Le claquement d'une porte la fit sursauter. Le dimanche, la résidence était relativement tranquille. Surtout à son étage où la plupart des chambres étaient occupées par des filles. Beaucoup de boursières comme elle, qui savaient que leur avenir était corrélé à leurs résultats scolaires. À elles, on ne leur laissait pas le choix. C'était : accepte l'indigence de ta situation, les repas infectes, l'insalubrité de ta vie entière et étudies ou retourne dans le caniveau d'où tu sors ! Tous les boursiers se résignaient-ils ? Certes, non, mais ils étudiaient, oui, car on n'en arrivait pas là pour abandonner. Au début au moins.

Camille, elle, avait l'impression de vivre la situation en accéléré. Au bout de sept mois, elle savait déjà que sa vie ne se résumerait pas à ça. Elle étudiait, motivée et volontaire, mais elle savait que les choses changeraient bientôt. Une fois qu'elle aurait été à l'étranger. Une fois que ses yeux se seraient ouverts sur le monde. Une fois qu'elle aurait fait mille découvertes incroyables, - car elle était sûre que ce voyage lui serait bénéfique -, elle reviendrait confortée dans ses résolutions. Elle saurait.

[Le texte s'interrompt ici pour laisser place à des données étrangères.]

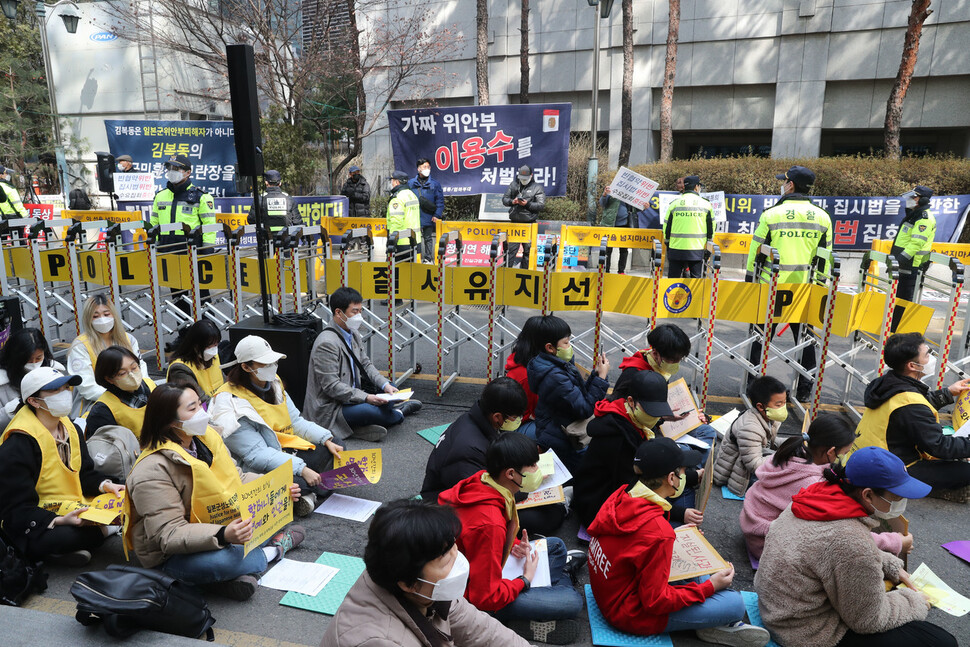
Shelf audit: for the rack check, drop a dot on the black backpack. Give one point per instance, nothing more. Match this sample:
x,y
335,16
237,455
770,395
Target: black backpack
x,y
19,577
126,599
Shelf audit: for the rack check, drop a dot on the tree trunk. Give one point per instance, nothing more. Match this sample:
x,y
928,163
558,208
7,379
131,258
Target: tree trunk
x,y
524,54
894,106
626,96
670,72
481,50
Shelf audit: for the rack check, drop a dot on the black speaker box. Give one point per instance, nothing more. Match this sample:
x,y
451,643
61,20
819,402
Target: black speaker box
x,y
293,341
245,110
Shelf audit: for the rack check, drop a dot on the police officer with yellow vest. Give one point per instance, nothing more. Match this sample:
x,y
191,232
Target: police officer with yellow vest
x,y
913,244
688,227
10,204
797,229
901,416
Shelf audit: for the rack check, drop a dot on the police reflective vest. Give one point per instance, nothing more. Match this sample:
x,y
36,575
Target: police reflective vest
x,y
193,206
276,416
871,431
914,240
688,225
56,483
796,228
404,212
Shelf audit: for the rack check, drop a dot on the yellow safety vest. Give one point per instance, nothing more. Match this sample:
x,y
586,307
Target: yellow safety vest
x,y
274,415
56,483
128,417
871,431
209,379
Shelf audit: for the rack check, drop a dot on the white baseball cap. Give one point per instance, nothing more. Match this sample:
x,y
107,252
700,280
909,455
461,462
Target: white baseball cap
x,y
254,349
45,378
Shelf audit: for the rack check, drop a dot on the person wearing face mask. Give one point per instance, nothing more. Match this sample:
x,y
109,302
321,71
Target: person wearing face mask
x,y
344,389
902,416
485,504
630,555
913,244
431,199
196,358
797,464
751,439
262,427
410,594
526,199
563,396
180,514
101,327
46,464
821,581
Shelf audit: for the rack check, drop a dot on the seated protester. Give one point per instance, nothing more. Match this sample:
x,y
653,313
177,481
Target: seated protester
x,y
343,385
563,396
196,359
101,326
822,578
179,514
620,425
25,350
630,555
411,593
524,349
262,427
46,463
901,416
798,463
125,395
751,439
460,451
485,504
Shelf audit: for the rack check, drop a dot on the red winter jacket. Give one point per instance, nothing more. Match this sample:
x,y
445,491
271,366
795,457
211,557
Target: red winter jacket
x,y
629,563
484,527
518,373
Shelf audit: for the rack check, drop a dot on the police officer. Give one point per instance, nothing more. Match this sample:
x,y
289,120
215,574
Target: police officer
x,y
279,209
688,227
797,229
180,201
913,244
10,204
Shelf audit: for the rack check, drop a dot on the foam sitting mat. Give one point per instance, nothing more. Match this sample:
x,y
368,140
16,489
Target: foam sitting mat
x,y
333,594
605,635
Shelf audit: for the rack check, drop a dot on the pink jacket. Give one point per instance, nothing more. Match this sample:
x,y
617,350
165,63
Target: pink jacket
x,y
772,493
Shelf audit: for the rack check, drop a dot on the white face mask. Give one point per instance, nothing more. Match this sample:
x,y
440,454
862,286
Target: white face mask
x,y
103,324
197,424
59,404
452,586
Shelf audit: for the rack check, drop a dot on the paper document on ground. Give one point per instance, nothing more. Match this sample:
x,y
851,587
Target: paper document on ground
x,y
302,577
348,507
515,566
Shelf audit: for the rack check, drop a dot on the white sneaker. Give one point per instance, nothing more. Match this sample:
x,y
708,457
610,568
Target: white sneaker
x,y
737,635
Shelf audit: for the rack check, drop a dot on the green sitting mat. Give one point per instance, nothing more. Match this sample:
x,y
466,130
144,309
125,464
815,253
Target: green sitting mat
x,y
329,599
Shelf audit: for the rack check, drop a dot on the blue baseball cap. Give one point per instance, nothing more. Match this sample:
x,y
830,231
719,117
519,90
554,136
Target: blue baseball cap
x,y
875,467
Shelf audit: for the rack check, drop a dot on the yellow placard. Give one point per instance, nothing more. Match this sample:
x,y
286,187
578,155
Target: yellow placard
x,y
267,501
369,461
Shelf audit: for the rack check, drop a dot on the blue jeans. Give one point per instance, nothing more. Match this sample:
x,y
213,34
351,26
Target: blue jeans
x,y
722,608
363,414
556,602
215,565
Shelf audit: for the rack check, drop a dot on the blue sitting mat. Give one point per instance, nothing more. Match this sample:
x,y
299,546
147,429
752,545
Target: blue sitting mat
x,y
728,495
604,635
754,615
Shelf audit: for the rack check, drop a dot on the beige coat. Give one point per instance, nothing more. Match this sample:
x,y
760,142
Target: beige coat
x,y
371,616
744,448
160,488
818,579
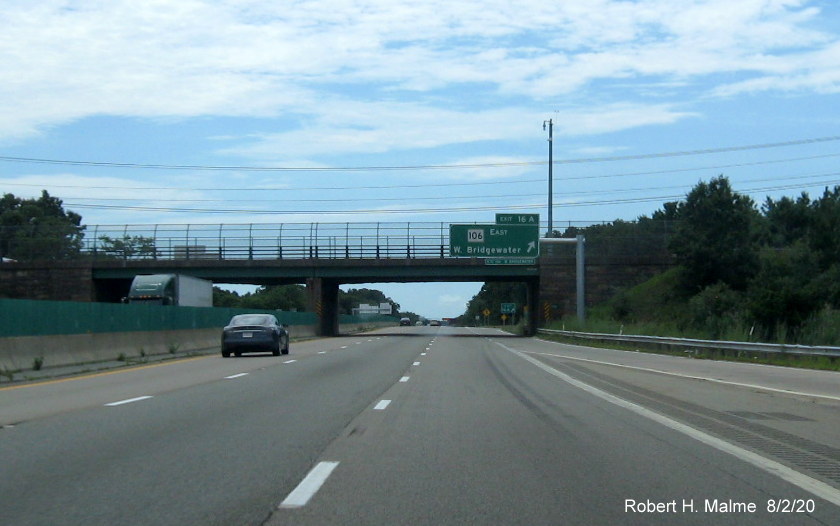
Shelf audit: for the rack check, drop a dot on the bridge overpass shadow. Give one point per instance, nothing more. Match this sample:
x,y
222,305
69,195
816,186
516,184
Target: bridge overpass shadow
x,y
420,333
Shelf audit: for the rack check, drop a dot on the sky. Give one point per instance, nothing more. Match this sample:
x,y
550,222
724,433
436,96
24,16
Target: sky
x,y
334,111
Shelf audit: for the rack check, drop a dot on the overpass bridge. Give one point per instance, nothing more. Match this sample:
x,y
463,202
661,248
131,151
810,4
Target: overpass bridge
x,y
321,255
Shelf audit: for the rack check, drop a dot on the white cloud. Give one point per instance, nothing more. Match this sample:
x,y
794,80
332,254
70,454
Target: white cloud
x,y
256,58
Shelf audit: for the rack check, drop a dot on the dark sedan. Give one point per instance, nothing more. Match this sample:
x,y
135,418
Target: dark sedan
x,y
254,332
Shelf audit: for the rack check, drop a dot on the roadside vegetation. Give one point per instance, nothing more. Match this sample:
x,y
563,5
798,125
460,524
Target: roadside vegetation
x,y
743,272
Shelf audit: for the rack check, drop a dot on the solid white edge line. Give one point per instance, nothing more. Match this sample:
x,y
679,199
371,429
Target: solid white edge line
x,y
130,400
309,486
691,377
817,488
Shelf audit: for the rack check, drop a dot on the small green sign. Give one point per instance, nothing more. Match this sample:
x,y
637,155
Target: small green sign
x,y
518,219
510,261
499,241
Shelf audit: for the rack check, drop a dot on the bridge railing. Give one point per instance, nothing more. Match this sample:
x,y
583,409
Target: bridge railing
x,y
269,241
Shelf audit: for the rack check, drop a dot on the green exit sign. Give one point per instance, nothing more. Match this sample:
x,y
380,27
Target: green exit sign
x,y
494,241
518,219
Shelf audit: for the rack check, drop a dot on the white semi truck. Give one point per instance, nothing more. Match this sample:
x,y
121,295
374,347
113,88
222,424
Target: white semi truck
x,y
171,289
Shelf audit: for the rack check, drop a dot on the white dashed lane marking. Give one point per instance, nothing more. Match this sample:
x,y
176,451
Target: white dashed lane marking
x,y
309,486
130,400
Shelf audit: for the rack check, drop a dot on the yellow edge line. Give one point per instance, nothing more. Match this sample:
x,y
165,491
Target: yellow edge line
x,y
126,369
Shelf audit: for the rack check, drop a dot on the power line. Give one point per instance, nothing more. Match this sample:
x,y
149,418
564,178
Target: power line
x,y
446,198
404,186
143,166
426,210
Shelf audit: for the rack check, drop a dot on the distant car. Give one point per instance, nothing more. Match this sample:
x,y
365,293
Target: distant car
x,y
254,333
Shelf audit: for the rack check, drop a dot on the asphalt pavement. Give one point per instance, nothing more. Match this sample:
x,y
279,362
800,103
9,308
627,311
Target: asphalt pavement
x,y
423,425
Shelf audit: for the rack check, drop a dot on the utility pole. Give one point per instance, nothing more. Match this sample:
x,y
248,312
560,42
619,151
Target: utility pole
x,y
550,176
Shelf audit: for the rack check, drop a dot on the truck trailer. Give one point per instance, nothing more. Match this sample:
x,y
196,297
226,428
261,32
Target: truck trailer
x,y
171,289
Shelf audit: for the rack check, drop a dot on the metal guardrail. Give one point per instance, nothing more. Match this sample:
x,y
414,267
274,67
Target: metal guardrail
x,y
708,345
269,241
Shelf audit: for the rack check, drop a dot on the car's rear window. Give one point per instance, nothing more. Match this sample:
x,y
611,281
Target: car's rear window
x,y
250,319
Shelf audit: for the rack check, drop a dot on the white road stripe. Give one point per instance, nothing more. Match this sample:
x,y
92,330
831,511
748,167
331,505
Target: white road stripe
x,y
309,486
130,400
817,488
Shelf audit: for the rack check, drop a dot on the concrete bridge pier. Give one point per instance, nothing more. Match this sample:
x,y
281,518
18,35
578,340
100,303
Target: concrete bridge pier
x,y
532,304
323,300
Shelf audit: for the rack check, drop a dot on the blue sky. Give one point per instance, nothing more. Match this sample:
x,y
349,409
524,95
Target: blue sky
x,y
339,84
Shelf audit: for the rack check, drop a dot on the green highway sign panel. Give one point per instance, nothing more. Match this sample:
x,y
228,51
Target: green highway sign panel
x,y
494,241
518,219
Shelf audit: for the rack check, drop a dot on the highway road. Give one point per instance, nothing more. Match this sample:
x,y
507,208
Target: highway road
x,y
425,425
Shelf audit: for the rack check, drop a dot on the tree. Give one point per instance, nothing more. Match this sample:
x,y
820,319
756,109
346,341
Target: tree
x,y
276,297
715,238
32,229
347,301
825,224
128,247
788,220
784,294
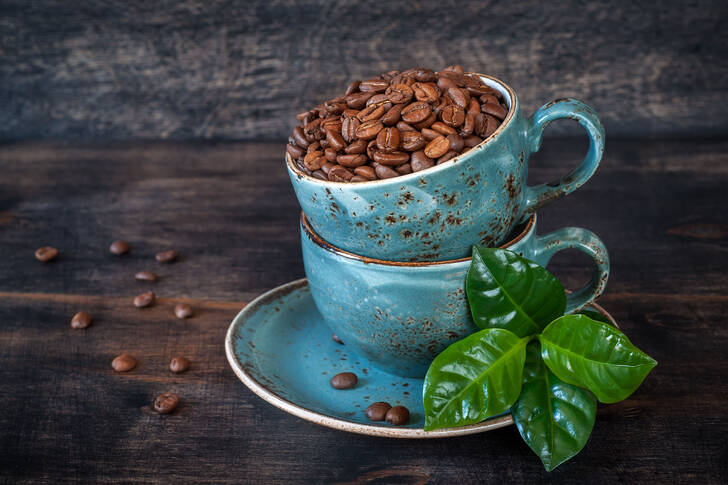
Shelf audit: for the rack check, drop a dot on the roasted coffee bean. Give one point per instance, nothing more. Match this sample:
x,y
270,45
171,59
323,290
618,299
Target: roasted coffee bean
x,y
452,115
437,147
430,134
376,85
123,363
456,142
119,247
348,128
388,139
377,411
391,159
335,140
356,147
166,403
146,276
300,137
494,110
351,161
80,320
352,88
392,115
144,300
46,253
416,112
179,364
339,174
295,151
443,129
397,416
447,157
384,172
365,171
344,380
419,161
182,310
168,256
399,93
369,129
427,122
412,141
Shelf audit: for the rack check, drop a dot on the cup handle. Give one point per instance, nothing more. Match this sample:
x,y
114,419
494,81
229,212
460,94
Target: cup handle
x,y
538,196
586,242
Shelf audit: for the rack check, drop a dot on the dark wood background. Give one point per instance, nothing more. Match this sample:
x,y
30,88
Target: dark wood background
x,y
113,69
65,417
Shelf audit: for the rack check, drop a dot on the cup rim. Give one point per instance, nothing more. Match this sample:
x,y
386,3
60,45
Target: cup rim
x,y
402,178
325,245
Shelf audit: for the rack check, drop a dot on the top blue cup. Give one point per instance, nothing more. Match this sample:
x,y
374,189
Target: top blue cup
x,y
439,213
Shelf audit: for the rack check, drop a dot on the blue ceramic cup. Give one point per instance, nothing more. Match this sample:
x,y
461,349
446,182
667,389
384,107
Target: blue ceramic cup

Alors quoiqu'en pense la bande d'Antoine, quoiqu'elle ressente face à ce Dresden Asterios, elle partirait pour bâtir son avenir comme elle l'entendait. Raffermie dans ses résolutions, Camille se leva enfin pour attraper son sac, qu'elle déposa sur son unique chaise, près de la table. Elle en sortit son téléphone qu'elle avait vaguement entendu tinter lorsqu'elle somnolait dans la voiture.

Lara lui avait laissé un milliard de messages.

Tous de la même teneur : elle s'excusait de lui avoir imposer le week-end alors qu'elle devait être crevée de sa semaine. Elle s'excusait d'avoir trop parlé aussi. Lui pardonnerait-elle ? Elle jurait de ne plus jamais tenter de lui imposer des amis d'enfance de son frère.

Des amis d'enfance de son frère ? Ça pouvait expliquer un certain nombre de choses. La différence d'âge et le comportement protecteur en premier lieu. Et aussi l'intérêt porté par des vétérans de la fac à des noobs. Camille soupira.

Elle ne savait pas quoi faire. Même si Antoine lui avait affirmé que Lara n'était au courant de rien, Camille ignorait si elle pouvait le croire. Elle connaissait la violence verbale et la contrainte physique, mais aussi la pernicieuse persuasion qui vous faisait faire de mauvais choix et vous induisait en erreur de manière fatidique. Antoine et ses amis lui dissimulaient trop de choses pour qu'elle puisse avoir un jugement clair, et donc, croire en leur parole. Elle ne parlait même pas de leur faire confiance. Ça, elle savait déjà que ça prendrait du temps, si même ça arrivait.

Alors que faire. Si on lui mentait ? Et si son amie faisait partie des conspirateurs ? C'était bien cette information qui lui ferait le plus mal. En sept mois, elle avait placé en Lara le peu de confiance qu'elle était capable de donner à quelqu'un. Alors, imaginer que la jeune femme l'ait trahie, la rendait malade. Même pas furieuse. Malade. Camille s'était fait quelques copines à la fac, mais elle n'avait qu'une seule amie : Lara. La perdre allait la rendre malheureuse, elle le savait déjà et ne parvenait pas à rejeter cette souffrance qu'elle appréhendait.

Elle sentit son cœur se serrer si fort qu'elle porta la main à sa poitrine, comme si on venait de lui donner un coup. Après qu'il ait explosé dans le couloir à cause d'Asterios, ça faisait beaucoup en si peu de temps. Pourquoi devait-elle subir tout ça, alors qu'elle ne cherchait pas à ressentir d'émotions en particulier ?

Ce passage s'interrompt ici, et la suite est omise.